ダイドー、「トルコで大躍進」の知られざる戦略 現地ブランド品が絶好調、背景には中東問題も
一方、国内の飲料事業は第3四半期時点で低迷している。
売上高は前年同期比4%減の1131億円、営業利益は同62%減の18億円と落ち込んだ。不調の主な要因は、昨年11月に実施した自動販売機の値上げだ。自販機商品の販売数量は前年同期比マイナス8%超と想定以上の客離れが続いている。

ダイドーの国内飲料事業は、販売数量の8割以上が自販機の売り上げ(2024年1月期実績)だ。
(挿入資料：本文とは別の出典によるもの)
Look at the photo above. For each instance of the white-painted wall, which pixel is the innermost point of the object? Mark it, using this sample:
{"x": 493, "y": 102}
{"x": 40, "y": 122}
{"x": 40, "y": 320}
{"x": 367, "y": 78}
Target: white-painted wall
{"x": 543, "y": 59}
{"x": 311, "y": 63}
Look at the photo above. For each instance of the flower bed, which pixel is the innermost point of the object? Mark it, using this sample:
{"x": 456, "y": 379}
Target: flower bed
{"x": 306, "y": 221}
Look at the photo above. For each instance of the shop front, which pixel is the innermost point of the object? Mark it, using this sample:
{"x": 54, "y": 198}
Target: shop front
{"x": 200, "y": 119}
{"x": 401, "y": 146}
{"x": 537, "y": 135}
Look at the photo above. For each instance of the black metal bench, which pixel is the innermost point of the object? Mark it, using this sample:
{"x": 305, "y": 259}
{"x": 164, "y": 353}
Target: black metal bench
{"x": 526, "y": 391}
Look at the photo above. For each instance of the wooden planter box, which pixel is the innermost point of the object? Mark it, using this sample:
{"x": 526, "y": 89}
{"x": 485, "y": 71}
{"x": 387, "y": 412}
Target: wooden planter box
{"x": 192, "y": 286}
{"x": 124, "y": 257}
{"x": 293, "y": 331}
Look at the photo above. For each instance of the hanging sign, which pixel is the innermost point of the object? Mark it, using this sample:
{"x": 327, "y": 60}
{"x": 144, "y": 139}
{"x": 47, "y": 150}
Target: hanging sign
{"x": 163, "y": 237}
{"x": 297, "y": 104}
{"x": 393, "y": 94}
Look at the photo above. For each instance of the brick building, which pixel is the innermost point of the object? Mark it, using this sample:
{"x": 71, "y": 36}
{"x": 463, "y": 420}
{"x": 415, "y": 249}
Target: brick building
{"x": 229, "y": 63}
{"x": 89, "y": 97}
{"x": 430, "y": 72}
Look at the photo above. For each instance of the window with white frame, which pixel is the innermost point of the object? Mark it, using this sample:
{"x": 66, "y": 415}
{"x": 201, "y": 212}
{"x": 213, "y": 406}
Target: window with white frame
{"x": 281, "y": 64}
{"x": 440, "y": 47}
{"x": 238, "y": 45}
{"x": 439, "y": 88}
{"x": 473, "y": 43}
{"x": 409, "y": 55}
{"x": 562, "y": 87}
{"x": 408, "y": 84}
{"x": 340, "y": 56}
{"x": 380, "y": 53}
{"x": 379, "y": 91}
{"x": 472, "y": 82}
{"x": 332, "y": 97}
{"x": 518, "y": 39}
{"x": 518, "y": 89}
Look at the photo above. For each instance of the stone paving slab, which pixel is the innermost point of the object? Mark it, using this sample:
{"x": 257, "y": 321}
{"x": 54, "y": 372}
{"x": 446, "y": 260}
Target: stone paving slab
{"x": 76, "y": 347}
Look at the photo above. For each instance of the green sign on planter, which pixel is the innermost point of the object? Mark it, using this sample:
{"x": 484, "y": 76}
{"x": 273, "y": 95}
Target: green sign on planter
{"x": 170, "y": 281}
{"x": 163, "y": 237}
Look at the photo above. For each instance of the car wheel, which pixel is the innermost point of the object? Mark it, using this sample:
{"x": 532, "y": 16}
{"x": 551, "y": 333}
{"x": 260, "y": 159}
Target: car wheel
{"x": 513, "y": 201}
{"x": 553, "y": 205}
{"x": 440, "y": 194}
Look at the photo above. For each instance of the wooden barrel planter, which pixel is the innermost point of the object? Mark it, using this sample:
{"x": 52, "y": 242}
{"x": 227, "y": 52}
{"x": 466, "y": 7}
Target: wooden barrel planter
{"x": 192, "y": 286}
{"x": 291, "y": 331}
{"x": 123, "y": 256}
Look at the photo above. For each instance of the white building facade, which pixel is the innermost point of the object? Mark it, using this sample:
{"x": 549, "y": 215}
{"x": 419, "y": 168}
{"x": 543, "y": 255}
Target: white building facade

客離れによるインパクトは大きかった。
数量の落ち込みを受け、今年8月には缶コーヒー2品の自販機推奨価格を20円値下げし、120円に設定した。こうした機動的な価格コントロールは、間に小売店を挟まない自販機だからこそ実行しやすい。ダイドーならではの取り組みといえる。
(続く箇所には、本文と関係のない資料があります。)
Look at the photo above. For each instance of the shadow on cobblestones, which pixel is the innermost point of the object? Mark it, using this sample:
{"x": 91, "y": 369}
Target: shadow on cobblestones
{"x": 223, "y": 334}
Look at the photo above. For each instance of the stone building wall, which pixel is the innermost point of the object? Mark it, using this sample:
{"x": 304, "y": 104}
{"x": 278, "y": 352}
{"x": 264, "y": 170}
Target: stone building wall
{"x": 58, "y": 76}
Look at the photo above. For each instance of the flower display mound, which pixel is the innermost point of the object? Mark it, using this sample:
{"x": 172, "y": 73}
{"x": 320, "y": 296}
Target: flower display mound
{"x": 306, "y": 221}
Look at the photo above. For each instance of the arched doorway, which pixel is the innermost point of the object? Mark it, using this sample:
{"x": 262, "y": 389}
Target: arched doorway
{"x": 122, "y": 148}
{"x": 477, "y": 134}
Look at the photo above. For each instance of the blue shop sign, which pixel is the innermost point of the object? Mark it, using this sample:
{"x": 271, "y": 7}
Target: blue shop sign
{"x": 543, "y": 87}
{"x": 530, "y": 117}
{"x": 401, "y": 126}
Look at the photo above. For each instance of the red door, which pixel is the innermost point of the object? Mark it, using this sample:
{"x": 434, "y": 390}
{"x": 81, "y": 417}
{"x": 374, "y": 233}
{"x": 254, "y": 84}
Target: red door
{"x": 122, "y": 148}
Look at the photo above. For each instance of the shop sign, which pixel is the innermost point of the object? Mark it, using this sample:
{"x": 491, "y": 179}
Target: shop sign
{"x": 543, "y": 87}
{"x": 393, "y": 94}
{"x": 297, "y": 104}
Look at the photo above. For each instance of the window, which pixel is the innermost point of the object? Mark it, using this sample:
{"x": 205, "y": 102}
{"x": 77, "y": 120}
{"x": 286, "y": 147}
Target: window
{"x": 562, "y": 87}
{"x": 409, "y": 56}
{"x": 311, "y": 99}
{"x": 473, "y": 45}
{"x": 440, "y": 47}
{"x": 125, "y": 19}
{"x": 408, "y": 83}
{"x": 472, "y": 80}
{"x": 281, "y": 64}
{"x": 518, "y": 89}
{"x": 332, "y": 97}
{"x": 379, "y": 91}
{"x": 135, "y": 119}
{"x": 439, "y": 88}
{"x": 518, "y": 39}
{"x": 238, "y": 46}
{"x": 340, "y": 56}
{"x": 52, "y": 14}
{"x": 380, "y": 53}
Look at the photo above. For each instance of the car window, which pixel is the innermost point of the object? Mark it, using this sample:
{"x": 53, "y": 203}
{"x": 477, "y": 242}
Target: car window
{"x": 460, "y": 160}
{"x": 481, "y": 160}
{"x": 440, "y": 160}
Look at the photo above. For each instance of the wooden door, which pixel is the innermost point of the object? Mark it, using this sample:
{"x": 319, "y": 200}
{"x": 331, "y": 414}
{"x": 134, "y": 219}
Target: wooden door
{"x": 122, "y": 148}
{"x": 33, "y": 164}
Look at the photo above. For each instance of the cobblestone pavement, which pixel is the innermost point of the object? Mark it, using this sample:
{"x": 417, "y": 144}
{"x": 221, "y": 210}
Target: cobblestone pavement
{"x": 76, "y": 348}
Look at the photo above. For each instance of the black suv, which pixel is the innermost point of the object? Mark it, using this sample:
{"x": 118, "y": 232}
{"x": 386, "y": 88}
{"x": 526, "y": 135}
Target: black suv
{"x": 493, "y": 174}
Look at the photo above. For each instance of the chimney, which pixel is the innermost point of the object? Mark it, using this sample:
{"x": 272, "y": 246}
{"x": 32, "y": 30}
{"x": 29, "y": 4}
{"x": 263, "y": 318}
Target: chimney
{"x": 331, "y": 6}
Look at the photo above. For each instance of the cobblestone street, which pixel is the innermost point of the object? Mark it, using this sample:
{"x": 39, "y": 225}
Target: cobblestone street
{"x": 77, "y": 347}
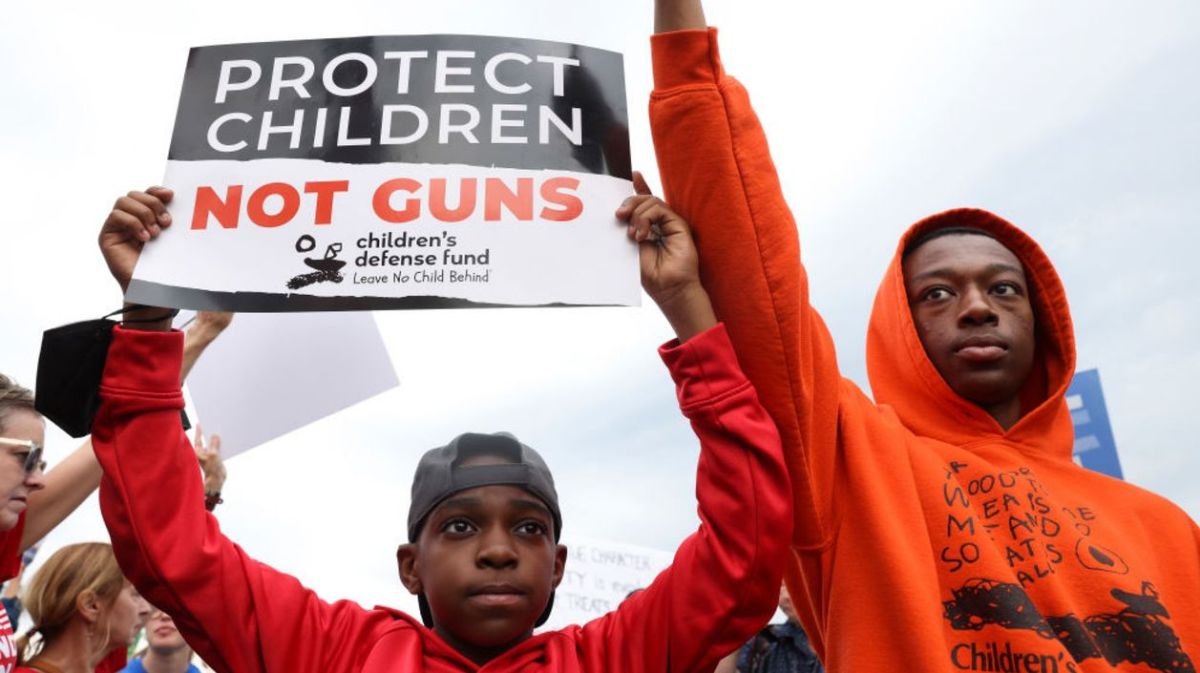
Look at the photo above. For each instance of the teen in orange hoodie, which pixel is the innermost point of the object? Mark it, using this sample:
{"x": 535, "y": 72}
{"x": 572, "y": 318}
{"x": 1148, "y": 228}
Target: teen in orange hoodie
{"x": 943, "y": 526}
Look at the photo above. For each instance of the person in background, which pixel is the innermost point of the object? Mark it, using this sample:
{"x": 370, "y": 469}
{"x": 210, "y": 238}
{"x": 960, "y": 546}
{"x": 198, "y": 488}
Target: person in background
{"x": 33, "y": 502}
{"x": 11, "y": 595}
{"x": 167, "y": 652}
{"x": 166, "y": 649}
{"x": 779, "y": 648}
{"x": 83, "y": 611}
{"x": 484, "y": 524}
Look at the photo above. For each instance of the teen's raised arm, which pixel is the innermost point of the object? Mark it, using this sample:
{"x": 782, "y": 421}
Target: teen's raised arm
{"x": 240, "y": 614}
{"x": 718, "y": 173}
{"x": 724, "y": 581}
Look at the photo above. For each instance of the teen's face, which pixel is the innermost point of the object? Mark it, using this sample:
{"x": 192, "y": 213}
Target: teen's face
{"x": 162, "y": 634}
{"x": 126, "y": 616}
{"x": 15, "y": 484}
{"x": 486, "y": 562}
{"x": 970, "y": 301}
{"x": 785, "y": 604}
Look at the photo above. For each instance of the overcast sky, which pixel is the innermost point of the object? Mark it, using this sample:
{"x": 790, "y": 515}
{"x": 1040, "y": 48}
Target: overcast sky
{"x": 1078, "y": 120}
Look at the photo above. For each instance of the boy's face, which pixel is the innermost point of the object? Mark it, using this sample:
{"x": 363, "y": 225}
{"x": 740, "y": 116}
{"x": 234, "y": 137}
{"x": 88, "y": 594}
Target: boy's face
{"x": 486, "y": 562}
{"x": 970, "y": 302}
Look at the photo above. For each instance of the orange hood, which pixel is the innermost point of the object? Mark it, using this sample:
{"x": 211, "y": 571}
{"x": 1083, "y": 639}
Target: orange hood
{"x": 903, "y": 376}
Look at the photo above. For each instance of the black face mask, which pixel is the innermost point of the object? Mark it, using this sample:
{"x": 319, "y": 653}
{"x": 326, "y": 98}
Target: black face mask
{"x": 69, "y": 371}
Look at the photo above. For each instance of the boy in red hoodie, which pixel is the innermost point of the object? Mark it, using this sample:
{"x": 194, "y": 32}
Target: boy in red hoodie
{"x": 943, "y": 526}
{"x": 483, "y": 553}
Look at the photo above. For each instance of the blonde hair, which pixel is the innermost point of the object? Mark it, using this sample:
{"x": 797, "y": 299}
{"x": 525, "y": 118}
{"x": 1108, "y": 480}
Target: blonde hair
{"x": 52, "y": 594}
{"x": 13, "y": 397}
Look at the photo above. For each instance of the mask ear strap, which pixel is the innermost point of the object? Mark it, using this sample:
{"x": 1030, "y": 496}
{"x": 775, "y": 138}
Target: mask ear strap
{"x": 169, "y": 313}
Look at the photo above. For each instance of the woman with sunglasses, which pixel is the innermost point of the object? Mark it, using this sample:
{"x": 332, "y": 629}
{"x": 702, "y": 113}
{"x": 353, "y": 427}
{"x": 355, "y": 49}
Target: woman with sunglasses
{"x": 83, "y": 610}
{"x": 33, "y": 500}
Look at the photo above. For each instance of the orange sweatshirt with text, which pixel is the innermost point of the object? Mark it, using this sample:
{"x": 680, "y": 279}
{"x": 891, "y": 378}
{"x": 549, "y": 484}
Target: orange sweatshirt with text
{"x": 927, "y": 536}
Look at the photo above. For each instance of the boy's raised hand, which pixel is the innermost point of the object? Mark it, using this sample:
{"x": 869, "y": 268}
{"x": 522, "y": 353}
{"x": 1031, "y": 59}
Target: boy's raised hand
{"x": 669, "y": 259}
{"x": 136, "y": 218}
尖った商品開発も重視する。今夏はフリスクのタブレットをイメージした世界初の炭酸飲料「フリスクスパークリング」、今秋はコメ入りの缶スープ飲料「鯛茶漬け風スープ」を発売。他社にはないユニークな商品を通じて数量回復を狙う構えだ。
海外はニッチ市場の開拓に勝ち筋
国内の回復に尽力するダイドーだが、中長期的にみれば、人口減少で国内市場の縮小は必至。成長のためには海外で稼ぐ力が求められる。
中東における特需が終わった後も、海外事業の規模を安定的に拡大させられるかがカギとなる。ただし、欧州や北米、東南アジア、オセアニアへはすでに日系大手メーカーが進出しており、入り込む余地は小さい。
そこでダイドーは、現地に工場や販路を持つニッチ市場の開拓を急ぐ。今年2月にはポーランドの飲料会社を買収。同国は飲料市場が拡大しており、業績は好調だ。リラ安が続くトルコなどから、ズロチ高のポーランドへ一部原料を輸出し、コスト抑制も実現している。
ライバルが少なく市場が拡大している地域を開拓し、コスト面のシナジーを生み出せるか。自販機中心のユニークなビジネスモデルで成長してきたダイドーだけに、海外も独自の戦略に将来的な勝ち筋がありそうだ。